On November 22, 2000, as Miami-Dade officials were trying to conduct a legitimate recount, Joe “Congressman Kick-Ass” Sweeney [R-N.Y.] yelled “Shut it down.” Literal hand-to-hand combat ensued. Sweeney—who, true to Republican form, called Florida election officials “thugs”—and his merry band of Congressional staffers won that battle: the recount was shut down, and the election went to the Supreme Court. Bush won, everyone else lost, Iraqis most of all.

Five months ago a certain former President could be seen on live television exhorting a mob which had assembled at his invitation on the Ellipse. He ended his harangue with a command: go to the U.S. Capitol and “stop the steal.” And off they went, thousands of them, scurrying like lemmings toward the Capitol. Hundreds then proceded to batter their way into the building—a process which cost five lives. Their intent was to prevent Congress from certifying their hero’s loss in the November election.

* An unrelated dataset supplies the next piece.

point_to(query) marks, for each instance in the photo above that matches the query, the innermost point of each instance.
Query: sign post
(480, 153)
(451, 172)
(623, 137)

For the first time in history an incumbent American President tried to use a violent mob to prevent the orderly transfer of power. Though he gave it his best shot, the Republic was saved—by his extraordinary incompetence.

Sadly, good fortune won’t solve our underlying problem. Last weekend, as the rabid rallied at a QAnon conference in Dallas, General Michael Flynn was asked why “what happened in Myanmar can’t happen here?” Flynn replied, “No reason. I mean, it should happen here.”

Flynn’s call for a coup was videotaped, but that hasn’t stopped him from denying it.

What we have is systemic delusion: the Republic is going to go on needing to be saved every damn day for the forseeable future.

* If you think we exaggerate—or if you just want to read this century’s best book so far about early American history—read William Hogeland’s Autumn of the Black Snake: The Creation of the U.S. Army and the Invasion That Opened the West.